Thunderbird 17.0.3 crashes when calling createSmtpServer after createAccount for new profile

RESOLVED FIXED in Thunderbird 24.0

Status

MailNews Core
Account Manager
--
critical
RESOLVED FIXED
4 years ago
4 years ago

People

(Reporter: Alexey Ousov, Assigned: aceman)

Tracking

(Blocks: 1 bug, {crash, reproducible})

Thunderbird 24.0
crash, reproducible

Thunderbird Tracking Flags

(thunderbird24-, thunderbird-esr17-)

Details

(crash signature)

Attachments

(2 attachments, 2 obsolete attachments)

1.52 KB, application/octet-stream
Details
3.36 KB, patch
standard8
: review+
Details | Diff | Splinter Review
(Reporter)

Description

4 years ago
Created attachment 725338 [details]
Simple test extension

User Agent: Opera/9.80 (Windows NT 6.1; WOW64) Presto/2.12.388 Version/12.14

Steps to reproduce:

If extension tries to create new account and calls createAccount prior calling createSmtpServer, Thunderbird crashes. Simple test case listed below:

function accountManagerTest() {
    var accman = Components.classes['@mozilla.org/messenger/account-manager;1'].getService(Components.interfaces.nsIMsgAccountManager);
    var smtp = Components.classes['@mozilla.org/messengercompose/smtp;1'].getService(Components.interfaces.nsISmtpService);
    accman.createAccount();
    smtp.createSmtpServer();
}

Also simple xpi reproducing issue attached to this report. To check install extension and press Tools->Account manager test. Thunderbird will crash.


Actual results:

Thunderbird crashes


Expected results:

No crash
(Reporter)

Comment 1

4 years ago
Forgot to write: test case should be launched on clear newly created profile, where no accounts already exist.
(Assignee)

Comment 2

4 years ago
Do you have a crash ID for this?
(Reporter)

Comment 3

4 years ago
Crash ID: bp-e77a9181-6af7-4f61-b705-7e11a2130315
(Assignee)

Comment 4

4 years ago
Seems to crash in nsMsgAccountManager::GetDefaultAccount http://hg.mozilla.org/releases/comm-esr17/annotate/5967074c61d4/mailnews/base/src/nsMsgAccountManager.cpp#l851 .

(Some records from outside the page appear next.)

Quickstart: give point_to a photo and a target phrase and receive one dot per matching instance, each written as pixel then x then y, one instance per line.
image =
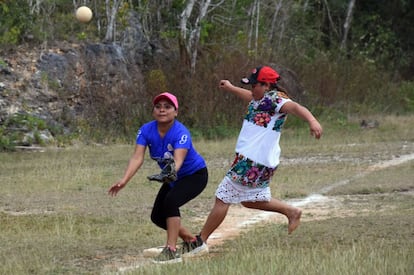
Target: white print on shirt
pixel 183 139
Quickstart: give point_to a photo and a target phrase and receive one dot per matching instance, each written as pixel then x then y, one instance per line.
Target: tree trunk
pixel 347 24
pixel 111 13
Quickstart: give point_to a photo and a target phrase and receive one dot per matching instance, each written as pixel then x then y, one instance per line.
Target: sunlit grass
pixel 56 216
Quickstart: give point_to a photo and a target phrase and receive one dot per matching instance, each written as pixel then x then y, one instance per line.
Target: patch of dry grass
pixel 56 216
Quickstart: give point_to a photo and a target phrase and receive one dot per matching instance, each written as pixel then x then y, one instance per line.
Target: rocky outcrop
pixel 67 82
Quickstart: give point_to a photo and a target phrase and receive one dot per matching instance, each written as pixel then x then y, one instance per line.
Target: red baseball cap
pixel 167 96
pixel 262 74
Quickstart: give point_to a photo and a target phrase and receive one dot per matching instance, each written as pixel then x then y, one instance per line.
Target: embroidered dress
pixel 257 152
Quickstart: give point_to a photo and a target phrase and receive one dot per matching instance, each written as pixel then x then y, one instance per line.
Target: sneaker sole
pixel 198 252
pixel 153 251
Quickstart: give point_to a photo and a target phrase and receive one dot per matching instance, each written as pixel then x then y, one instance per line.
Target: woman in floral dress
pixel 257 150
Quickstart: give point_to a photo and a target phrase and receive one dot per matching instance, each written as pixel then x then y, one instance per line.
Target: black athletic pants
pixel 170 199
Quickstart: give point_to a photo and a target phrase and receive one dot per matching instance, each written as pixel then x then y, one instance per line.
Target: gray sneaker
pixel 194 248
pixel 167 256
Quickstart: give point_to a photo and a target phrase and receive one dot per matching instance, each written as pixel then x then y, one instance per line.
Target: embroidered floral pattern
pixel 261 112
pixel 249 173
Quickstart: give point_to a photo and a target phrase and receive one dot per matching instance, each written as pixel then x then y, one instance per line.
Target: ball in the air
pixel 84 14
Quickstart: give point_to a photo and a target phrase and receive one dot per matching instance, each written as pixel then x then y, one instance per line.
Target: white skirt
pixel 231 192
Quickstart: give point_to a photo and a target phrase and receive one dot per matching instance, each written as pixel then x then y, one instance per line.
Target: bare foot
pixel 294 220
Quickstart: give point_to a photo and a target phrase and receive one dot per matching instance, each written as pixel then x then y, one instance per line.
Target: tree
pixel 190 33
pixel 111 7
pixel 347 24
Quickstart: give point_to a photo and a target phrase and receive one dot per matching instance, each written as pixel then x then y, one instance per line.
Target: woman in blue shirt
pixel 169 141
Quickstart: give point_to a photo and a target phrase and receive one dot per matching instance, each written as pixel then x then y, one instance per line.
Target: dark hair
pixel 283 92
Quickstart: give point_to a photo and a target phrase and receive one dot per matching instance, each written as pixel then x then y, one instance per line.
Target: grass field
pixel 56 216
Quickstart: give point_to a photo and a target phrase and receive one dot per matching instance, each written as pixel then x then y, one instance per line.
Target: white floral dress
pixel 257 151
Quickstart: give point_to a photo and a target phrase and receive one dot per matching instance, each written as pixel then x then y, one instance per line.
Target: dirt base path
pixel 314 207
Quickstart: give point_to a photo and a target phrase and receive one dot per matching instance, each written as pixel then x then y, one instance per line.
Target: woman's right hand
pixel 115 188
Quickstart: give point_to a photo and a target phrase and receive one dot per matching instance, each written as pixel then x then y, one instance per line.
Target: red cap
pixel 167 96
pixel 262 74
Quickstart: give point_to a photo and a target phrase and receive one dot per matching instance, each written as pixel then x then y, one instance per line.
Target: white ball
pixel 84 14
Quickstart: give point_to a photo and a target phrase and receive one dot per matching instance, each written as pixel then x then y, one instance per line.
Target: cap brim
pixel 247 81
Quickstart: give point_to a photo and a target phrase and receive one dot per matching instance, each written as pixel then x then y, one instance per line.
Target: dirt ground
pixel 314 207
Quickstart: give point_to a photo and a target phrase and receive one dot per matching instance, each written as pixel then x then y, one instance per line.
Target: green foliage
pixel 14 131
pixel 14 21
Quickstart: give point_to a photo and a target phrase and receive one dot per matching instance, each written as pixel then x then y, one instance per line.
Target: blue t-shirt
pixel 177 137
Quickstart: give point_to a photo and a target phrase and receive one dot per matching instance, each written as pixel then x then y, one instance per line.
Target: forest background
pixel 353 59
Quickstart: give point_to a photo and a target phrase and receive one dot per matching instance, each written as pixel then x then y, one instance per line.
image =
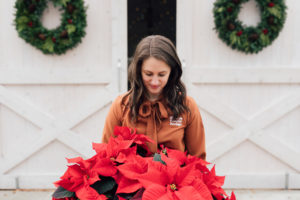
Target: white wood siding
pixel 250 103
pixel 52 107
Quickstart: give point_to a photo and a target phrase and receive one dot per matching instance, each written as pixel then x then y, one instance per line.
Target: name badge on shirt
pixel 176 122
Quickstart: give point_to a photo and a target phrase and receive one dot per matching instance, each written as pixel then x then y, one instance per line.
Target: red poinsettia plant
pixel 124 169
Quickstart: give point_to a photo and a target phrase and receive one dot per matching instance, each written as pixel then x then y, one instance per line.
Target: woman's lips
pixel 154 87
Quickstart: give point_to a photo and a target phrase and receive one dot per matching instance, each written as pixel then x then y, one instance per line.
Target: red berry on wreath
pixel 42 36
pixel 64 34
pixel 270 20
pixel 265 31
pixel 271 4
pixel 30 24
pixel 31 8
pixel 253 37
pixel 239 33
pixel 229 9
pixel 70 8
pixel 230 26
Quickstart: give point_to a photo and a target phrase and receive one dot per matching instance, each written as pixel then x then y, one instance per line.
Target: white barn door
pixel 250 103
pixel 52 107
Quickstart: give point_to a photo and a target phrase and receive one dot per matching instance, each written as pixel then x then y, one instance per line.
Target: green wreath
pixel 55 41
pixel 249 39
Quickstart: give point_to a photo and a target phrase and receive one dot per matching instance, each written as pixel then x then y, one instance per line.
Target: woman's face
pixel 155 75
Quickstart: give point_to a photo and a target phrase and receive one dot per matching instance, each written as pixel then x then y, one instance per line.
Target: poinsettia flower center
pixel 112 159
pixel 173 187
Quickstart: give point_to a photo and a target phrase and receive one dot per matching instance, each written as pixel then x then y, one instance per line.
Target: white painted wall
pixel 250 103
pixel 52 107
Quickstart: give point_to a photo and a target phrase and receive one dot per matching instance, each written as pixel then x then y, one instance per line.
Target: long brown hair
pixel 174 92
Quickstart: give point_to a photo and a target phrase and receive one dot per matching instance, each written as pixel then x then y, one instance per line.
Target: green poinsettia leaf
pixel 105 185
pixel 48 45
pixel 61 192
pixel 70 28
pixel 157 157
pixel 23 20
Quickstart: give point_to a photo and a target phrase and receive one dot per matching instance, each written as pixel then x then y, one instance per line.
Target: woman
pixel 157 105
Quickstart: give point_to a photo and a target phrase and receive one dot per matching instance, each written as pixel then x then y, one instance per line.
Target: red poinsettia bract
pixel 171 181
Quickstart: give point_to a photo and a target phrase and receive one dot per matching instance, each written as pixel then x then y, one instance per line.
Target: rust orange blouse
pixel 185 133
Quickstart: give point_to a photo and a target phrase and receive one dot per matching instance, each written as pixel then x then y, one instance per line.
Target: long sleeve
pixel 194 132
pixel 113 119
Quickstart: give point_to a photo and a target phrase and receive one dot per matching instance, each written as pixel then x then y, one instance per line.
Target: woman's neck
pixel 153 97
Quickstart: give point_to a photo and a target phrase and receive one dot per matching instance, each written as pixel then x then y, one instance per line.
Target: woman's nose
pixel 154 81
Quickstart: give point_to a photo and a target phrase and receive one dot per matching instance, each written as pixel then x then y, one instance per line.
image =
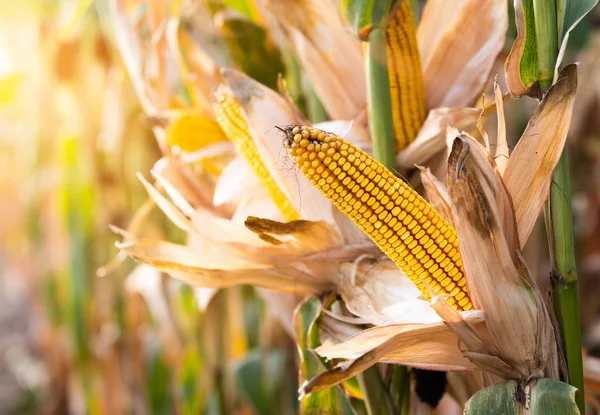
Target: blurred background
pixel 82 331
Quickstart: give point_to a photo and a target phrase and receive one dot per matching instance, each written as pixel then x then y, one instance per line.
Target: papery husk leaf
pixel 521 66
pixel 431 140
pixel 529 170
pixel 332 399
pixel 426 346
pixel 329 55
pixel 501 152
pixel 281 306
pixel 479 350
pixel 381 294
pixel 194 189
pixel 196 68
pixel 215 269
pixel 303 237
pixel 437 194
pixel 537 397
pixel 436 17
pixel 486 229
pixel 264 110
pixel 459 65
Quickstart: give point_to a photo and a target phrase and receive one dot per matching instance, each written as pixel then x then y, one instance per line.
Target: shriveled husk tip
pixel 528 172
pixel 520 332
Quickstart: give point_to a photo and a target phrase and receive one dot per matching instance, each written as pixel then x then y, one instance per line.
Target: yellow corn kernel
pixel 406 79
pixel 230 118
pixel 402 224
pixel 191 131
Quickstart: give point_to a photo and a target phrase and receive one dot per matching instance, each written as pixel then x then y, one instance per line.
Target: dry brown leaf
pixel 438 196
pixel 486 229
pixel 432 137
pixel 381 294
pixel 213 268
pixel 426 346
pixel 529 171
pixel 437 16
pixel 459 65
pixel 501 152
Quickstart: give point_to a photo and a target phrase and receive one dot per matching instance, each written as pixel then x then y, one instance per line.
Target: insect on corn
pixel 402 224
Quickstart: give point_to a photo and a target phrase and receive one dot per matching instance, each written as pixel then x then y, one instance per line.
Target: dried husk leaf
pixel 432 137
pixel 329 55
pixel 208 266
pixel 518 325
pixel 435 19
pixel 426 346
pixel 438 196
pixel 501 152
pixel 456 70
pixel 264 109
pixel 381 294
pixel 196 67
pixel 529 170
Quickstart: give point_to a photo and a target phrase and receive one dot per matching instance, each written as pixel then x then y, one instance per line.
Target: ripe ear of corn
pixel 402 224
pixel 406 79
pixel 231 119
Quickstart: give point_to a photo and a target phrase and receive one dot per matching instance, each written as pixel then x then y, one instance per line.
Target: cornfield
pixel 299 207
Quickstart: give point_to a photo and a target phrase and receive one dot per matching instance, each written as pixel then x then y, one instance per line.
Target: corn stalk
pixel 558 211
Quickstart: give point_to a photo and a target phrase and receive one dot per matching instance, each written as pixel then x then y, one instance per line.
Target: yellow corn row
pixel 402 224
pixel 406 79
pixel 232 122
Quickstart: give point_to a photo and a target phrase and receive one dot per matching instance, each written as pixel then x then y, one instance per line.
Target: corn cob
pixel 231 119
pixel 402 224
pixel 191 131
pixel 406 79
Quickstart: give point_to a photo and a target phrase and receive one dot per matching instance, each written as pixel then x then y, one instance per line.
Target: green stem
pixel 546 35
pixel 380 102
pixel 382 133
pixel 316 111
pixel 373 390
pixel 549 17
pixel 564 283
pixel 400 389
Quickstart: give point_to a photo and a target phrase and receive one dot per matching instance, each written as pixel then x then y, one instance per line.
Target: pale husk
pixel 329 55
pixel 457 67
pixel 529 170
pixel 431 139
pixel 521 334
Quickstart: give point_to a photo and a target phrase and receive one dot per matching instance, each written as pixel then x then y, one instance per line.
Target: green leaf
pixel 253 50
pixel 189 382
pixel 245 7
pixel 572 11
pixel 522 62
pixel 364 15
pixel 331 400
pixel 538 397
pixel 260 378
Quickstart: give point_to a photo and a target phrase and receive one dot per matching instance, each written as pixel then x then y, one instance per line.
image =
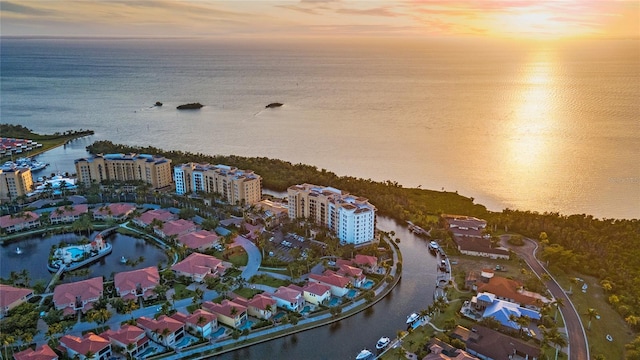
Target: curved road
pixel 578 346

The usual flow we use in tests is to create the server first, then identity, then account and link them. But of course, it should not crash if this is not followed.
Component: Account Manager → Account Manager
Product: Thunderbird → MailNews Core

Comment 5

4 years ago
Aha, so GetDefaultAccount checks for there being no account, but it doesn't account (pun intended) for the case of no incoming server.
(Assignee)

Comment 6

4 years ago
Should it then fail somewhere starting at http://hg.mozilla.org/releases/comm-esr17/annotate/5967074c61d4/mailnews/base/src/nsMsgAccountManager.cpp#l822?

Do we add a check of return value of account->GetIncomingServer ?

(I have not yet tested the extension so can't confirm the crash.)
(Assignee)

Comment 7

4 years ago
The attachment seems to be corrupt, not a zip file. Alexey, can you check it?
(Assignee)

Comment 8

4 years ago
Neil, what about changing NS_ADDREF to NS_IF_ADDREF ? The m_defaultAccount can still be null in the case here. I see from the file history that this was changed some time in the past, but not sure why.
Flags: needinfo?(neil)
(Assignee)

Comment 9

4 years ago
Alexey, are you able to build Thunderbird to test a C++ patch?
(Assignee)

Comment 10

4 years ago
Created attachment 725596 [details] [diff] [review]
patch

This prevents the crash for me. I made this scenario behave as when no account is found (in that case we return error, not NS_OK).
Assignee: nobody → acelists
Status: UNCONFIRMED → ASSIGNED
Ever confirmed: true
Attachment #725596 - Flags: review?(neil)
(Assignee)

Comment 11

4 years ago
I could reproduce the crash on Linux on trunk with the code from comment 0 put directly into TB.
Severity: normal → major
Keywords: crash, crashreportid, reproducible
OS: Windows 7 → All
Hardware: x86_64 → All
Severity: major → critical
(Reporter)

Comment 12

4 years ago
Created attachment 725979 [details]
Simple test extension2

I don't know why, but test extension attachment was corrupted. First 32 bytes were stripped off. Uploading correct version.
Comment on attachment 725338 [details]
Simple test extension

That was caused by a bug in the MIME type auto-detection routine (bug 848457).
Attachment #725338 - Attachment is obsolete: true
Flags: needinfo?(neil)
(Assignee)

Comment 14

4 years ago
You mean the attachment corruption, not the bug :)
(In reply to aceman from comment #8)
> Neil, what about changing NS_ADDREF to NS_IF_ADDREF ? The m_defaultAccount
> can still be null in the case here. I see from the file history that this
> was changed some time in the past, but not sure why.
I see there was an outstanding NEEDINFO that I accidentally cancelled, but then I noticed that your patch had switched to throwing an exception anyway, which is probably what I would have suggested.
(Reporter)

Comment 16

4 years ago
(In reply to :aceman from comment #9)
> Alexey, are you able to build Thunderbird to test a C++ patch?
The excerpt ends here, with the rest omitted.